Die Ergebnisse zeigen vor allem, dass die Kluft zwischen den lateinamerikanischen Ländern und den OECD-Ländern, die die am weitesten entwickelten Länder der Welt darstellen, immer noch sehr groß ist. Dieses Gefälle spiegelt sich auch im sozioökonomischen Hintergrund der Schüler wider, der bei PISA anhand des Pro-Kopf-BIP und der Investitionen pro Schüler gemessen wird. Mit anderen Worten: Kontextvariablen scheinen für das Verständnis der Lernergebnisse von Studierenden entscheidend zu sein. Das bedeutet nicht unbedingt, dass Bildung den sozialen Kontext eines Schülers, einer Schule oder eines Landes teilweise umkehren kann, aber es zeigt, dass wir sehr genau darauf achten müssen, was wir tatsächlich vergleichen. Es ist wichtig, darauf hinzuweisen, dass die PISA-Rangliste nur sehr wenig aussagt, wenn wir die Leistung der Schulen verstehen wollen, denn die Ergebnisse eines Landes sind durch den sozioökonomischen Kontext bedingt, der außerhalb der Interventionsmöglichkeiten der Schulen liegt.
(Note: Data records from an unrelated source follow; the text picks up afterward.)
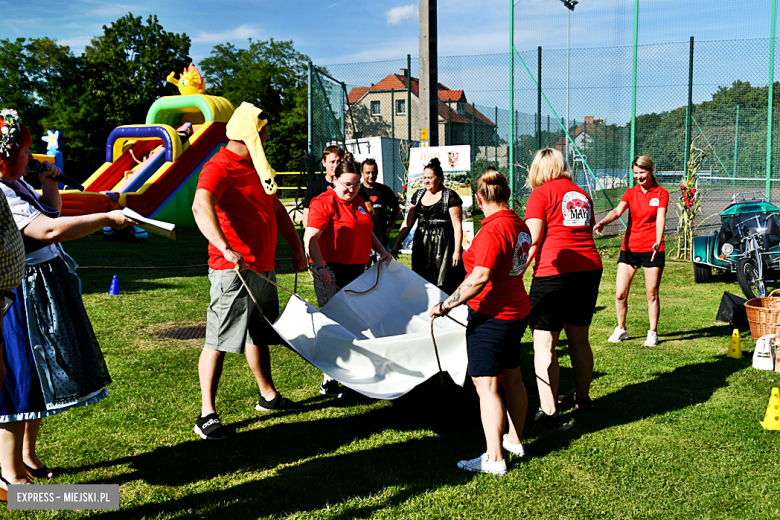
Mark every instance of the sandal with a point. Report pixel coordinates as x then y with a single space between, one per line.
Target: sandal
4 492
44 472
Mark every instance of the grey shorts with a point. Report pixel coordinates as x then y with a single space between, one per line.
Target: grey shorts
233 319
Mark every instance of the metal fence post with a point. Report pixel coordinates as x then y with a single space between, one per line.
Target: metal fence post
392 132
736 143
539 101
689 112
310 136
496 138
511 157
633 93
409 98
770 97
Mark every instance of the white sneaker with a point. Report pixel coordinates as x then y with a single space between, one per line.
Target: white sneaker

Diese Ergebnisse sollten jedoch nicht dazu verwendet werden, Bildungssysteme, die vor Herausforderungen stehen, zu stigmatisieren. Stattdessen sollten sie genutzt werden, um das Ausmaß der Lernkrise zu verstehen und sich für ein besseres Lernen für alle einzusetzen. Die Messung des Lernens ist eindeutig die Grundlage für die Förderung und Verbesserung von Lernergebnissen. Was man nicht messen kann, kann man auch nicht verbessern. Und in dieser Hinsicht ist Lateinamerika sicherlich auf dem richtigen Weg. Um das Lernen zu verbessern, müssen auch die lateinamerikanischen Bildungssysteme auf dieses Ziel ausgerichtet werden, und es muss sichergestellt werden, dass die Voraussetzungen für (gleichberechtigtes) Lernen gegeben sind.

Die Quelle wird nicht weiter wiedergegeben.